Summarizing, the commenter argued quantum computing metrics (coherence times, yields, precision) are measured on idle qubits, not under real computational loads with circuits, crosstalk, and error correction. Once you add gates and routing, stability requirements exceed current improvements by orders of magnitude. And, after decades, there's still no error-corrected logical qubit running useful work.
My comment back “Agree. The physics works. Scaling remains unsolved."This got me thinking this morning. STEM students often ask about major differences. One of the most common: "What separates physics from engineering?" Let's try to answer that using quantum as an example.
Physics discovers principles. Engineering builds systems that exploit those principles at scale. The gap between the two defines most hard technology problems.
Take quantum computing. Physicists proved you can trap ions, manipulate superconducting circuits, or use topological states to create qubits. The math works. Lab demonstrations show quantum advantage for specific problems. Physics is satisfied.
Engineering asks different questions. How do you manufacture 1,000 identical qubits when each one requires nanometer precision? How do you cool them to 15 millikelvin and hold that temperature while running computations? How do you shield them from electromagnetic interference in a data center? How do you get signals in and out without destroying coherence? How do you do all this reliably, repeatedly, and affordably?
Physicists build one qubit that works beautifully under perfect conditions. Engineers must build systems where hundreds of qubits work together under real conditions. Every quantum computing company today is struggling to bridge this gap.
The physicist optimizes for understanding. The engineer optimizes for constraints: cost, yield, thermal management, signal integrity, maintenance, supply chains. A physics experiment might use custom components that cost $500,000 and require manual calibration. An engineering solution needs off-the-shelf parts and automated processes.

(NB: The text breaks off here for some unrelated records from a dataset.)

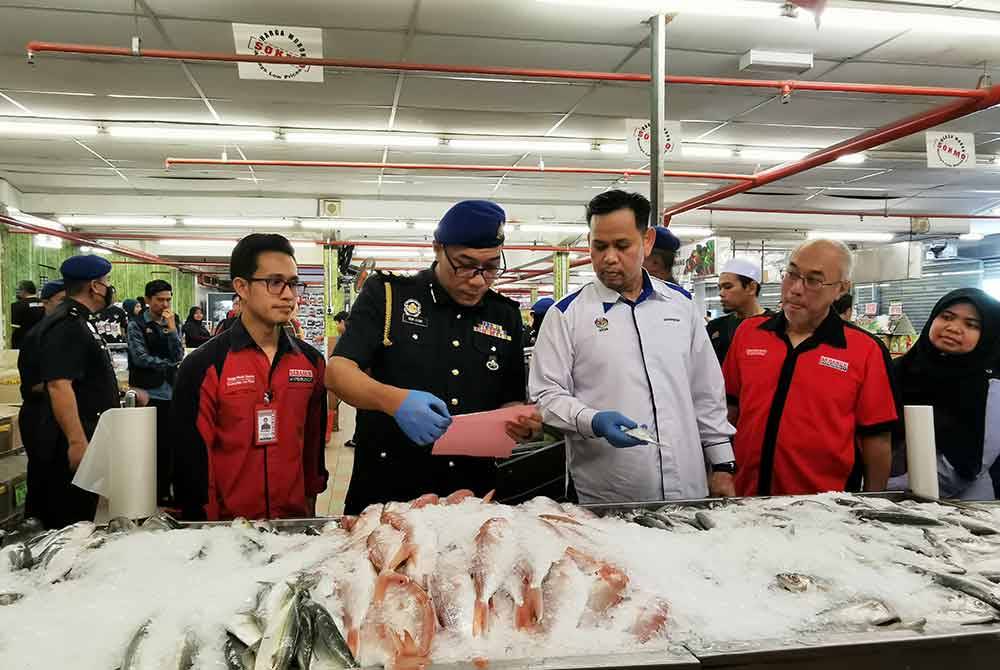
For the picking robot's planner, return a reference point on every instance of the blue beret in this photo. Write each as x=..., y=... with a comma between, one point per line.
x=666, y=240
x=82, y=268
x=472, y=223
x=542, y=306
x=52, y=287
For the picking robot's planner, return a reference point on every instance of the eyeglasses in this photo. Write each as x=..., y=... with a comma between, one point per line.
x=277, y=286
x=790, y=276
x=489, y=273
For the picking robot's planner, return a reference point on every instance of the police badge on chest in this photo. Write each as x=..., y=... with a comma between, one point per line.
x=413, y=313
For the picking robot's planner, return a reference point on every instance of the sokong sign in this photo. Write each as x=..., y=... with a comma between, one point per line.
x=279, y=42
x=951, y=150
x=638, y=134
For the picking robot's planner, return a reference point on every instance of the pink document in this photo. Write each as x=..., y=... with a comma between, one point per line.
x=481, y=434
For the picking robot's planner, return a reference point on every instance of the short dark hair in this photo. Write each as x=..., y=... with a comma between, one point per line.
x=745, y=281
x=843, y=303
x=243, y=262
x=157, y=286
x=612, y=201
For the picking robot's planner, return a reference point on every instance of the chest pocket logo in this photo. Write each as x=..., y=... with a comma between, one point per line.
x=300, y=376
x=413, y=313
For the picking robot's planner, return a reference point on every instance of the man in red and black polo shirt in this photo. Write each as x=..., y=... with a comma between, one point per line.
x=249, y=414
x=802, y=384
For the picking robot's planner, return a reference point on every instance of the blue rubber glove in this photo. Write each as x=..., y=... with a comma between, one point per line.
x=612, y=426
x=423, y=417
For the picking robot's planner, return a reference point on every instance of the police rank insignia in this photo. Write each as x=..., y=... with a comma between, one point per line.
x=413, y=313
x=492, y=329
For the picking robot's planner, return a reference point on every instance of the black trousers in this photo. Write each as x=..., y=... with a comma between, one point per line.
x=52, y=498
x=164, y=451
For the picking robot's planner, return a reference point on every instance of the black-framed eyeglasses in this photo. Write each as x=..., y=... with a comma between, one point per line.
x=489, y=273
x=811, y=283
x=277, y=286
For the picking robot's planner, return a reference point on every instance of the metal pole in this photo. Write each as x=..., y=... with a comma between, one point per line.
x=657, y=112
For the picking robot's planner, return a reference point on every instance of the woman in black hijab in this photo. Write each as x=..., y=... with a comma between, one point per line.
x=950, y=368
x=195, y=332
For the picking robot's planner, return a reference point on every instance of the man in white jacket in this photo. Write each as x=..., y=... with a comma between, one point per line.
x=628, y=351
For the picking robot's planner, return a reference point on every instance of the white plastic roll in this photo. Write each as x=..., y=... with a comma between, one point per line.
x=120, y=463
x=921, y=450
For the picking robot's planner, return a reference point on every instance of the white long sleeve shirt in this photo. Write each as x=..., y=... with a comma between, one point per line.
x=653, y=362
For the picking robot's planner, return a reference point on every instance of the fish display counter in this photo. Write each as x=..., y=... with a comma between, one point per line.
x=809, y=581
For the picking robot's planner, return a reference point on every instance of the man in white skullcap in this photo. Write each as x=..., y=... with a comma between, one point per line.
x=739, y=288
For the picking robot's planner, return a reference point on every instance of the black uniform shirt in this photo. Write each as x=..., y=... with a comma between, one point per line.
x=721, y=331
x=66, y=345
x=470, y=357
x=24, y=314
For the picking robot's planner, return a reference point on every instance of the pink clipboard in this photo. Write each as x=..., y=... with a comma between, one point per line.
x=481, y=434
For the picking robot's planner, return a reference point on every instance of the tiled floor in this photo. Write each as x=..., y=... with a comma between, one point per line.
x=339, y=463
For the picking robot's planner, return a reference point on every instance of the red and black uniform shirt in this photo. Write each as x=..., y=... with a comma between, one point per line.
x=800, y=408
x=220, y=472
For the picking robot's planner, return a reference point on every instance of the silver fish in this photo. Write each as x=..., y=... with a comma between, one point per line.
x=277, y=647
x=9, y=598
x=16, y=557
x=131, y=659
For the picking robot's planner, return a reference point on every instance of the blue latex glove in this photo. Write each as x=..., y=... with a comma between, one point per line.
x=423, y=417
x=612, y=426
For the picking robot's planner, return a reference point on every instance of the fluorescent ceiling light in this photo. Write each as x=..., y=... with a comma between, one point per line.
x=87, y=220
x=852, y=159
x=702, y=151
x=833, y=17
x=209, y=222
x=379, y=252
x=60, y=129
x=522, y=146
x=174, y=242
x=564, y=228
x=613, y=148
x=690, y=231
x=351, y=224
x=95, y=250
x=214, y=135
x=771, y=155
x=361, y=140
x=847, y=236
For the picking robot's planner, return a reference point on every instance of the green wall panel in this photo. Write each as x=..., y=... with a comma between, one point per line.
x=23, y=259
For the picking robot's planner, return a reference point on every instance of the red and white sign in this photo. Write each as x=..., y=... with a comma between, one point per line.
x=951, y=150
x=639, y=133
x=279, y=42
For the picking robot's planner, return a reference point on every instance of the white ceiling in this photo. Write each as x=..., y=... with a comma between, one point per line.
x=514, y=33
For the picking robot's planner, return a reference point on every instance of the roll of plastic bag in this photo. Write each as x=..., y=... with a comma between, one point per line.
x=120, y=464
x=921, y=450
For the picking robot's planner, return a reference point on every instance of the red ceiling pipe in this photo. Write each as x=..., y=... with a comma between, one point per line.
x=71, y=237
x=447, y=167
x=35, y=47
x=884, y=215
x=538, y=273
x=872, y=138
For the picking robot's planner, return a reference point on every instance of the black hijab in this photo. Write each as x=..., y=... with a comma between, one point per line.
x=956, y=385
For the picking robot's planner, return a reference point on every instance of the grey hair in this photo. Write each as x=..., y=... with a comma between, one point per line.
x=847, y=256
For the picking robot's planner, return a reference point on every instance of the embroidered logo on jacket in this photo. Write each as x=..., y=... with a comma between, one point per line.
x=299, y=376
x=833, y=363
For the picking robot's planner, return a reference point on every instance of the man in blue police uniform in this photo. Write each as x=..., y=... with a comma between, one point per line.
x=438, y=343
x=660, y=261
x=67, y=381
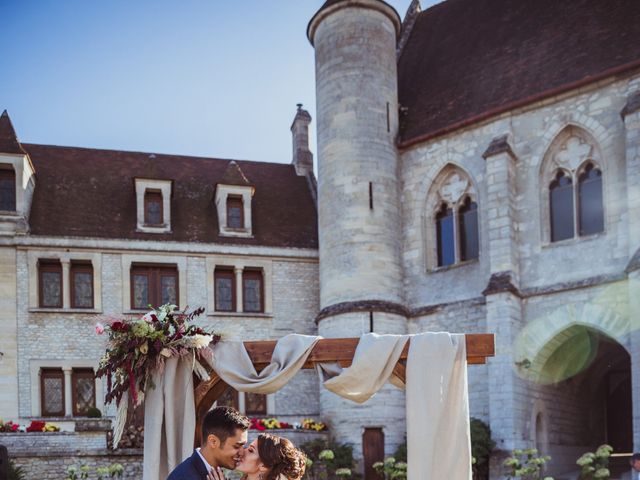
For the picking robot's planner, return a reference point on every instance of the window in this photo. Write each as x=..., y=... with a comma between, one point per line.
x=153, y=285
x=225, y=290
x=444, y=228
x=576, y=208
x=52, y=392
x=252, y=300
x=81, y=282
x=83, y=389
x=7, y=190
x=561, y=203
x=153, y=213
x=457, y=232
x=591, y=214
x=50, y=283
x=255, y=404
x=468, y=228
x=235, y=212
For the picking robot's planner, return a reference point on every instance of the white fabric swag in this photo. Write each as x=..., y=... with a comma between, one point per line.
x=438, y=438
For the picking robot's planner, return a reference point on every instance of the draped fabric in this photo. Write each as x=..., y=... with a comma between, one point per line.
x=169, y=419
x=436, y=394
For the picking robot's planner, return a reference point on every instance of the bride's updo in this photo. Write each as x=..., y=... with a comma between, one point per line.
x=281, y=457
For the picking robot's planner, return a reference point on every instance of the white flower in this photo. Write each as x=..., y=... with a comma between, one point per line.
x=200, y=341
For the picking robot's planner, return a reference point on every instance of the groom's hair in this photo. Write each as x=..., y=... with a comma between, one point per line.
x=223, y=423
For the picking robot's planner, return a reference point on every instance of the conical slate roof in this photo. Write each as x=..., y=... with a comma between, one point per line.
x=8, y=140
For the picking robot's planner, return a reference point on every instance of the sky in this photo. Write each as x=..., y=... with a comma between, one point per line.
x=214, y=78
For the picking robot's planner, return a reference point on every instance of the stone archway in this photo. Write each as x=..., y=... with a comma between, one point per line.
x=582, y=377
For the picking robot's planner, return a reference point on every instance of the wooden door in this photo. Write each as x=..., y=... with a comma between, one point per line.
x=372, y=451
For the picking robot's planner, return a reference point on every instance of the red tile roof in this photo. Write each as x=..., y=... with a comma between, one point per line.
x=8, y=140
x=83, y=192
x=466, y=60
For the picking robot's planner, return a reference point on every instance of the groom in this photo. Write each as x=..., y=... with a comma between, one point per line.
x=224, y=434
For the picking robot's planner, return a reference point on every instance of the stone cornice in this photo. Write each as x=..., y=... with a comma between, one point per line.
x=632, y=105
x=107, y=245
x=499, y=145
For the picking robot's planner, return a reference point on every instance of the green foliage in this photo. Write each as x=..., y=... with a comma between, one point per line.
x=595, y=465
x=526, y=465
x=94, y=412
x=16, y=473
x=481, y=446
x=401, y=452
x=328, y=460
x=82, y=472
x=391, y=469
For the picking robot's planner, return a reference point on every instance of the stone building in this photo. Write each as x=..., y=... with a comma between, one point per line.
x=478, y=171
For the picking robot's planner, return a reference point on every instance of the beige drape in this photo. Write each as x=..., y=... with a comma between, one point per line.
x=169, y=419
x=436, y=383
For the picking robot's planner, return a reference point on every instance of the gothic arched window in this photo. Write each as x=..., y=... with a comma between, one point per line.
x=454, y=219
x=590, y=211
x=446, y=241
x=573, y=186
x=561, y=204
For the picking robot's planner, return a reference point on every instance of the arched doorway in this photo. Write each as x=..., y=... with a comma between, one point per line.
x=585, y=377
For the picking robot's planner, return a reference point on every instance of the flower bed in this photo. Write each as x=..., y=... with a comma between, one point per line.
x=34, y=426
x=262, y=424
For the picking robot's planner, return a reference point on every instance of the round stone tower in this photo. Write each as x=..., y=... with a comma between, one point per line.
x=361, y=282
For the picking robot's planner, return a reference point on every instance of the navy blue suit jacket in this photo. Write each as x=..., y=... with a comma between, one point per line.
x=191, y=469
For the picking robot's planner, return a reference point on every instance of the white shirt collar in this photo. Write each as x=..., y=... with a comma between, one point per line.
x=206, y=464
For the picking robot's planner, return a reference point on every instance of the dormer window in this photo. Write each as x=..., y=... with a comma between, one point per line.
x=153, y=208
x=235, y=214
x=7, y=190
x=233, y=202
x=153, y=199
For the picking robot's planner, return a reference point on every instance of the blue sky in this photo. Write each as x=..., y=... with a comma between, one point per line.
x=216, y=78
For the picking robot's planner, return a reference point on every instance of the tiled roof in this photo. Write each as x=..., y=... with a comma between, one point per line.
x=469, y=59
x=84, y=192
x=8, y=140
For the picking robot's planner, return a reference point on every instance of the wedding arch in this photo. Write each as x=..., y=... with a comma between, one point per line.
x=432, y=367
x=479, y=346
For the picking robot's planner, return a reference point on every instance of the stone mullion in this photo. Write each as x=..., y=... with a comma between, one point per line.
x=239, y=292
x=501, y=214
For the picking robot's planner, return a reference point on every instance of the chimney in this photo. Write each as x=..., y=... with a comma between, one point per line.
x=302, y=157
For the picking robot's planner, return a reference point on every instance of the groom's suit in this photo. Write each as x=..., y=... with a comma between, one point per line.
x=192, y=468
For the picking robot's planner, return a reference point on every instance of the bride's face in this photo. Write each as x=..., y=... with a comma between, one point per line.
x=250, y=462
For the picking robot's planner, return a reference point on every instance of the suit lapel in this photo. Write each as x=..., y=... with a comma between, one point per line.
x=199, y=465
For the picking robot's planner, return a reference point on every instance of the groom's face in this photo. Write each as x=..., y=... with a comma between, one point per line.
x=229, y=453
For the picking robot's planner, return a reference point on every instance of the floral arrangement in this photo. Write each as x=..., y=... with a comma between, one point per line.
x=139, y=347
x=262, y=424
x=34, y=426
x=311, y=424
x=390, y=468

You see this everywhere in technology. Physicists demonstrated photovoltaic effects in 1839. Engineers spent 150 years making solar panels cheap enough to matter. Physicists proved nuclear fusion in the 1930s. Engineers still cannot build a reactor that produces more energy than it consumes at useful scale.
The difference is not just scale though. It is thinking about failure modes, manufacturing tolerances, quality control, serviceability, and integration with existing infrastructure. Physics assumes ideal conditions. Engineering assumes Murphy's Law.
This creates tension. Physicists get frustrated when engineers say "that will never work in production." Engineers get frustrated when physicists dismiss practical constraints as details. Both are wrong. You need physics to know what is possible. You need engineering to make it real.
Quantum computing sits in this gap right now. The physics is spectacular. The engineering is brutal. Whoever solves the engineering problem first wins the market. That is always how it works.